Faits divers à la libanaise

En trois semaines à peine, il aura suffi du prix du kilo de janérig, d’une bonne femme qui s’acharne sur les présentoirs d’une grande boutique de luxe, d’un règlement de comptes entre une épouse bafouée et une maîtresse délurée, et enfin du téton dévoilé lors d’un show de cabaret de seconde zone, pour que les réseaux sociaux et les messageries instantanées s’enflamment.
À la fois choqués et amusés, les Libanais s’en sont donné à cœur joie.

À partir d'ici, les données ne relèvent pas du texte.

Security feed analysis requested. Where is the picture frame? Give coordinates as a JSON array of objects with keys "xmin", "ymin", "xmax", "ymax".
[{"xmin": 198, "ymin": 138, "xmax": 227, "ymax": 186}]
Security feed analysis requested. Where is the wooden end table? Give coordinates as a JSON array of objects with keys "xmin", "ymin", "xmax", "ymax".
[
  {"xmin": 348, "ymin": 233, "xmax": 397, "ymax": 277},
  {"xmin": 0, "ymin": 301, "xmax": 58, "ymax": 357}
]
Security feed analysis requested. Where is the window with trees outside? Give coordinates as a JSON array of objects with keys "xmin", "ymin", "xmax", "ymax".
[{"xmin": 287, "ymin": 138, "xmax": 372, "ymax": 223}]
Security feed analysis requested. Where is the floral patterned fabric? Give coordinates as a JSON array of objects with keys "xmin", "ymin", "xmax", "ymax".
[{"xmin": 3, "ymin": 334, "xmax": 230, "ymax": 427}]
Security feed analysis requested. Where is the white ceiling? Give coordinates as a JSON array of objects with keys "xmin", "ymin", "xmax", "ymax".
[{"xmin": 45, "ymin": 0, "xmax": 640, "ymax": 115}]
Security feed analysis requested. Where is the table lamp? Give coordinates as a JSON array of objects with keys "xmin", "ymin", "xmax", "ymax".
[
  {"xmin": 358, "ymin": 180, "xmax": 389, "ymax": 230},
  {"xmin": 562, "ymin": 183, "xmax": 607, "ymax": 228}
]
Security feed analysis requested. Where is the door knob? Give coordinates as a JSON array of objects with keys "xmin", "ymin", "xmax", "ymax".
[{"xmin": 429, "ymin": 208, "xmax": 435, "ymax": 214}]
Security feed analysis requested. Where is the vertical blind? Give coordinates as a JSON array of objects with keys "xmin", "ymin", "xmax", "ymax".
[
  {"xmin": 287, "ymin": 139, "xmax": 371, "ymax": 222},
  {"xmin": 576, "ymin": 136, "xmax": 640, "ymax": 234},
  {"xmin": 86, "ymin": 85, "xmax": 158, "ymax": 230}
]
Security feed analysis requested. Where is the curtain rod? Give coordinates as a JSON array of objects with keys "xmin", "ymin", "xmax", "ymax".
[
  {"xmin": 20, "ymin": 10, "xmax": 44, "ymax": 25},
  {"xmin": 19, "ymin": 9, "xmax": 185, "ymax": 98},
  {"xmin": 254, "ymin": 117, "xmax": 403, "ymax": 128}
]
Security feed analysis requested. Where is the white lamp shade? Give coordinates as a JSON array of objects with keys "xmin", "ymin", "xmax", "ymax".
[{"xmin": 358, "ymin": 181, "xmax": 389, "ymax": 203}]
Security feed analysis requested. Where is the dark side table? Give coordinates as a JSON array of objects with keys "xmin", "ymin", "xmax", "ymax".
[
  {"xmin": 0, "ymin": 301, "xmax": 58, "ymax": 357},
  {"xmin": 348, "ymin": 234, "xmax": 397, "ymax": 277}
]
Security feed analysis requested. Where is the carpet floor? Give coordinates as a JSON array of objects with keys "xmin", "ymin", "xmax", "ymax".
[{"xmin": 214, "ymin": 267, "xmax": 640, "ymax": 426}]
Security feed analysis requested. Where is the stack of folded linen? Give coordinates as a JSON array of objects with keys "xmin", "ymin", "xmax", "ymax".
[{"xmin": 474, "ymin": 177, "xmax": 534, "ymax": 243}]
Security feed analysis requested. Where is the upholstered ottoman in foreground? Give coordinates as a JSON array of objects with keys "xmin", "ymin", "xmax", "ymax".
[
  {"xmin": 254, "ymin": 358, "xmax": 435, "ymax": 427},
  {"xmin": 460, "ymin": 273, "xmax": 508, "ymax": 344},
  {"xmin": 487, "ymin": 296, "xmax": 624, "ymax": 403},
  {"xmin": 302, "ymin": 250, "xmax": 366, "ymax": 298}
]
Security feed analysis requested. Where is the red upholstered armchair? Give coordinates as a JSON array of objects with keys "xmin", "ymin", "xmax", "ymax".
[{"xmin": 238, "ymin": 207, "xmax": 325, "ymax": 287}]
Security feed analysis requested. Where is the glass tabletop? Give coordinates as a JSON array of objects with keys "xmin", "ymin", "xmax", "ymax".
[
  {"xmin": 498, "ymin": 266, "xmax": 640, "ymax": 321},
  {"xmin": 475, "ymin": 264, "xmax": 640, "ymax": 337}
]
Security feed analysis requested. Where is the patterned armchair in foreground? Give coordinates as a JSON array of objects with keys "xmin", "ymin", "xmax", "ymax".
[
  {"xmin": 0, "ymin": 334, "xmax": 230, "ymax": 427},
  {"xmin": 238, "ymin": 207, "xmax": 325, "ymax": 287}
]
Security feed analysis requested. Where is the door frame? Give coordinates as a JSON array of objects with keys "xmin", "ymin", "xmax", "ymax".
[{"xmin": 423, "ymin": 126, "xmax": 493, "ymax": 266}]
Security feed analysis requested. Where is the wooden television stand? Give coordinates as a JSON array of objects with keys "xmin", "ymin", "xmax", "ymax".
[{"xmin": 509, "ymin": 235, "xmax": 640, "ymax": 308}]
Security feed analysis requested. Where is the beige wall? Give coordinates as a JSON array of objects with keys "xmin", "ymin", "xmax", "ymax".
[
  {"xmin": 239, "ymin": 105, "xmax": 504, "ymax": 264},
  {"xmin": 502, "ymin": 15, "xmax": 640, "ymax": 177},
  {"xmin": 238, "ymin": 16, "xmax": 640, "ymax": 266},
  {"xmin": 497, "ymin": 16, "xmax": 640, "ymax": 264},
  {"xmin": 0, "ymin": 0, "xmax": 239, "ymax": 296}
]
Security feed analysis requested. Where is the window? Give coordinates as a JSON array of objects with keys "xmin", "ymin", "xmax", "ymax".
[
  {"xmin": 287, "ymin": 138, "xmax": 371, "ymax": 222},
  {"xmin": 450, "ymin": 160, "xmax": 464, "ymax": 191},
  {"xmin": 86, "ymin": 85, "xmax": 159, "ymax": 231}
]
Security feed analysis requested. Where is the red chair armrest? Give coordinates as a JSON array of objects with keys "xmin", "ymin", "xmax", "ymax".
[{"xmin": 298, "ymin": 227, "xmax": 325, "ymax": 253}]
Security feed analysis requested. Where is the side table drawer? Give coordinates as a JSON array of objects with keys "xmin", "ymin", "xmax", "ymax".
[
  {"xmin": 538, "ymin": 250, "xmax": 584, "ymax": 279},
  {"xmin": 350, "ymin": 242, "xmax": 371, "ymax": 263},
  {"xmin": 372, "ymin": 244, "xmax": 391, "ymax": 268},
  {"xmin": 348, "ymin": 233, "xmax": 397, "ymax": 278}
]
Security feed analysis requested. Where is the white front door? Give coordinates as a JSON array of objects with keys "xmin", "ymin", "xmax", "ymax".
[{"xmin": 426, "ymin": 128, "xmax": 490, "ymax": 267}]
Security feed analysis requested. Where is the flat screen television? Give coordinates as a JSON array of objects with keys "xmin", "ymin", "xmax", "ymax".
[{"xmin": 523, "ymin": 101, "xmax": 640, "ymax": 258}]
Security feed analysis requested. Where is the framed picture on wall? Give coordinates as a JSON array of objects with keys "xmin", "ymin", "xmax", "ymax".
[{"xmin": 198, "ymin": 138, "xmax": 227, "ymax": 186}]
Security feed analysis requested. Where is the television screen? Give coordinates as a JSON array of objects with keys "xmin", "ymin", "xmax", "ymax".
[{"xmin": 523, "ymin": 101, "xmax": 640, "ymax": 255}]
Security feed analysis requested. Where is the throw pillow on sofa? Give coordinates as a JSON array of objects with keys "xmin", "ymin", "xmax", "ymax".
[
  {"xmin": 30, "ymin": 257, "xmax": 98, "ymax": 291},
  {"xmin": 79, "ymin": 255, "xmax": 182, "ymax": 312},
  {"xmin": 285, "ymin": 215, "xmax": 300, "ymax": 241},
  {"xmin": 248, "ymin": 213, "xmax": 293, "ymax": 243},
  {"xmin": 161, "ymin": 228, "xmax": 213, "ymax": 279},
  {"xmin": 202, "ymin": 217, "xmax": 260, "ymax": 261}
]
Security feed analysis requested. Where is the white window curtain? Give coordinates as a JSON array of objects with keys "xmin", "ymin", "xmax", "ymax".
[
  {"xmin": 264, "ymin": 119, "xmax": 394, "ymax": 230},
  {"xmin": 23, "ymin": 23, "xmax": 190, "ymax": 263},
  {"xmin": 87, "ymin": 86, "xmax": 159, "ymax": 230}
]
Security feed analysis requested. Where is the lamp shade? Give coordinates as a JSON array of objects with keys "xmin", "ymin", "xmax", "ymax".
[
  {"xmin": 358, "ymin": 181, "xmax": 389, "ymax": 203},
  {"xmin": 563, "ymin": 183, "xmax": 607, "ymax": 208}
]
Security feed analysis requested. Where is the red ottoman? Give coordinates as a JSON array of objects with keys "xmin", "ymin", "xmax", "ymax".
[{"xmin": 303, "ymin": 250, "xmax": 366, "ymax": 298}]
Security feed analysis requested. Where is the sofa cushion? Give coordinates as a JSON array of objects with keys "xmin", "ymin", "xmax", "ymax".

De messages audio en mises en scène photoshopées, de blagues en statuts Facebook, de vidéos en analyses, on aura tout vu, tout entendu, tout lu. Et les Libanais sont drôles. Cette faculté de rebondir en deux temps trois mouvements sur un fait divers est hallucinante. Les janérig se sont transformés en bague de fiançailles ou en objet de crédit bancaire. Les déboires d’un couple adultère ont fait les choux gras de toutes les conversations. Les photos des protagonistes ont circulé, la vidéo de la sœur de la maîtresse a eu des milliers de vues. Et évidemment, comme fréquemment dans notre petit pays, il y a toujours quelqu’un qui connaît un des personnages de ces vaudevilles tristes et sordides ; tout le monde a donc donné des détails croustillants sur cette minibagarre filmée par le voisin du dessus.
Et puis il y a eu le cas Discotek. Avec les pour et les contre. Les bien fait et les walaw. Deux filles dans un show érotique (si on peut appeler ça comme ça), des client(e)s choqué(e)s, de la cire rouge et des excuses plus tard, le petit milieu de la nightlife s’est offusqué de l’injustice. Brûlots par-ci, condamnations par-là, avec le même refrain : le gouvernement n’a que ça à faire ? « Au lieu de fermer une boîte de nuit, allez ouvrir des décharges pour enfin détruire les déchets assassins. » « Si vous voulez faire votre boulot, faites-le partout. » Effectivement, arrêter les zouzou 2ebba en sens interdit est une priorité ; arranger l’état des routes, réglementer les prix et autres problèmes sous lesquels croulent les Libanais est une priorité ; et oser laisser à voir un téton n’est pas un crime de lèse-majesté. Mais on ne peut pas reprocher non plus au gouvernement de faire son boulot. Même mal. Même injustement. Et puis, les élections approchant, tous les employés zélés de l’État, quelle que soit leur position, doivent montrer patte blanche.
Sauf que ces reproches se sont trompés de destinataires. Et nous ? On n’a que ça à foutre ? Se mobiliser pour débattre d’hypocrite chasteté ou d’attentat à la pudeur ? Perdre son temps à déblatérer sur un couple en crise comme la plupart des couples ? Rire parce qu’une cliente vexée sans qu’on sache pourquoi et par qui perd une chaussure dans sa crise de colère ? On n’a que ça à foutre ? Effectivement, pendant une pause déjeuner, on a le temps de perdre son temps. Mais lorsqu’il s’agit de s’indigner véritablement et de se rassembler pour nos droits fondamentaux, il n’y a plus personne. Inscrits aux abonnés absents. On ne va pas rater cette pause déjeuner pour aller manifester, ça ne changera rien. Eh bien, si. Si on apprenait tous à conjuguer nos énergies pour demander des comptes, des vrais, au gouvernement, on pourrait faire bouger les choses. Si au lieu de flipper à l’idée de payer nos impôts (pour rien) dans quelques jours, on entamait une grève. Si au lieu de soupirer quand on voit que la tradition dynastique en matière de politique a de bien beaux jours devant elle, on allait voter pour ceux qui le méritent, on ferait bouger les choses. Mais ça ne sert à rien, entend-on, ce sont les mêmes qui vont revenir. On aura tout le temps de se répandre sur le Net ensuite pour se plaindre.
C’est vrai que nous sommes un peuple désenchanté, mais il n’y a que les peuples qui ont révolutionné l’ordre établi. Il n’y a que nous pour le faire. Comme un 14 mars, il y a 13 ans. On s’est enfui depuis. Parce que parfois, ne rien faire, c’est un mécanisme de défense naturel. Certes, mais ne rien faire, c’est mourir encore un peu plus. Heureusement que dans cette fuite en arrière, notre humour nous sauve… un peu.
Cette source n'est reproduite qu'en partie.